OFN deployment with docker

Hi everyone,

This is my first post on this forum , so please tell me if I am not in the right category or if I am doing something wrong

TL;DR : the instabilities on ofn-install execution are due to web application code rebuild between ofn and ofn-install. The best way to solve it imho is to use docker to build , install and deploy ofn.

The problem :
My last PR unlock the ofn-install installation process by heroinedor · Pull Request #10002 · openfoodfoundation/openfoodnetwork · GitHub made me realize that we have an instability issue on ofn-install execution : each time a new version of Openfoodnetwork application is released, it is materialized only by a tag on the code (and the corresponding zip archive) and there is no package or artifact built.
Ex: Release v4.2.21.1 Revert Address Caching · openfoodfoundation/openfoodnetwork · GitHub
So when ofn-install runs on this release it has always to download the code and rebuild it, instead of downloading a package/artifact and just install it.
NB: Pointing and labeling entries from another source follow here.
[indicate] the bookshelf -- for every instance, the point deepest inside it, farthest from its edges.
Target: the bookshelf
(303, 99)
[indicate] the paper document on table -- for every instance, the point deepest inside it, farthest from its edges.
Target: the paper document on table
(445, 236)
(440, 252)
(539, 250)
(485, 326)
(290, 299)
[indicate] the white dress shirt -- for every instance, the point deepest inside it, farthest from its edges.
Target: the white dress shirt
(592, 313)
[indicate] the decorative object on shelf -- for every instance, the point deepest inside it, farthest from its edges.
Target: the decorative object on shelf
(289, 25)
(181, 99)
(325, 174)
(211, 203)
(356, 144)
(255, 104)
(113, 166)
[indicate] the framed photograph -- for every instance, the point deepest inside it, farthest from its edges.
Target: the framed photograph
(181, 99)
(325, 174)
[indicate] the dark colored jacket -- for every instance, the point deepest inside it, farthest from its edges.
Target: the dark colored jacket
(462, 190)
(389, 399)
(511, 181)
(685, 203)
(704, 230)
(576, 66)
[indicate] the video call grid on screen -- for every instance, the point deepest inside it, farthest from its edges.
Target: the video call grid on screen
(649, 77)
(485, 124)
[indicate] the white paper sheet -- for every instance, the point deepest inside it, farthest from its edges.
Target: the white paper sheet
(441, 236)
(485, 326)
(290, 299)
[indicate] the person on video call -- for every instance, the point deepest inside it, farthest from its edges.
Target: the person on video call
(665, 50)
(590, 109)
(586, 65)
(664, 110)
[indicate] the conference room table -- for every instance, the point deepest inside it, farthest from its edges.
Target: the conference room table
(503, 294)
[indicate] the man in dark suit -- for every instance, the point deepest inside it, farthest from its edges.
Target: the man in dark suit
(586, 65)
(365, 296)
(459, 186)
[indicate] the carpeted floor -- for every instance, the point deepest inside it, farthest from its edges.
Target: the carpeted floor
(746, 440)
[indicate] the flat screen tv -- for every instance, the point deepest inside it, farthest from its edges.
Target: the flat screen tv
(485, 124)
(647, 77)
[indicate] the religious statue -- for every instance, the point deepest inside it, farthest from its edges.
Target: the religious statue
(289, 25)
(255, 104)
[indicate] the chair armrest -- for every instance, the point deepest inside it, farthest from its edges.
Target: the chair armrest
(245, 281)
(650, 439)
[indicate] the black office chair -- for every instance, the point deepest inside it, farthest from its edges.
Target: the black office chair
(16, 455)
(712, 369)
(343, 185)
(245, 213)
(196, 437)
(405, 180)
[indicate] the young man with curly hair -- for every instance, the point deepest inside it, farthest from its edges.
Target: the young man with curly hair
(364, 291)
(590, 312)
This leads to the following problem with ofn-install :

  • no separation of concern : some problems in the openfoodnetwork application build are detected during the ofn-install CI process
  • the openfoodnetwork code is rebuilt in a slightly different environment from the openfoodnetwork which introduce a small risk of undetected bug
  • the ofn-install code is quite complex partly because it has to rebuild the ofn application
  • the installation procedure for server not maintained by ofn is quite heavy.

Proposal:
I see 2 very different ways to solve these problems :

  1. Basic way :

We review and compare ofn and ofn-install build commands and ensure that the 2 environments are strictly identical (which can be tricky). Then we automatize the launch of ofn-install CI each time a release of openfoodnetwork is done, and manually correct it simultaneously to ofn in case of problem

  • Pros :
    • very cheap to develop
    • changes to do in the code will be probably minor
  • Cons :
    • still no separation of concern :
      code problem in the ofn app will still be able to block ofn-install
    • ofn-install still complex to understand and maintain
    • this way to deploy application is not anymore a standard (it is the old way)
  • Estimates : 4-5 days of work
  1. Docker way :
    We change the way the ofn application is built and deployed :
  • In openfoodnetwork : use of docker to build the server image (that we can consider as a “package”)
  • store this image on docker hub
  • In ofn-install : on production servers deploy this image (+ docker-compose scripts ) instead of native installation
  • Pros :
    • separation of concerns between build and deploy process
    • reduce the complexity of ofn-install : easier to understand and maintain
    • reduce the installation procedure complexity for server not maintained by ofn : this may lead to simplify the adoption of ofn by admin users
    • current standard way to deploy application now
  • Cons :
    • costly in terms of development
    • Installation documentation update
    • Change in the way to install local environment for some developers
    • Introduce another technology to be known and understood by developers and admins
  • Estimates :
    This works is too big to get a precise and reliable estimate. It has to be splitted in several tasks :
    • dockerisation of openfoodnetwork : 5-10 days ?
    • publication on docker hub with ofn CI : 5 days
    • ofn-install adaptation to deploy docker-compose stack : 5-10 days ?
    • deployment on staging and then production servers maintained by ofn : 7 days (2 for staging, 5 for production)
    • documentation for administrators : 1-2 days
      => Total : 23-34 days, but it is a rough estimation that must be detailed and then can vary.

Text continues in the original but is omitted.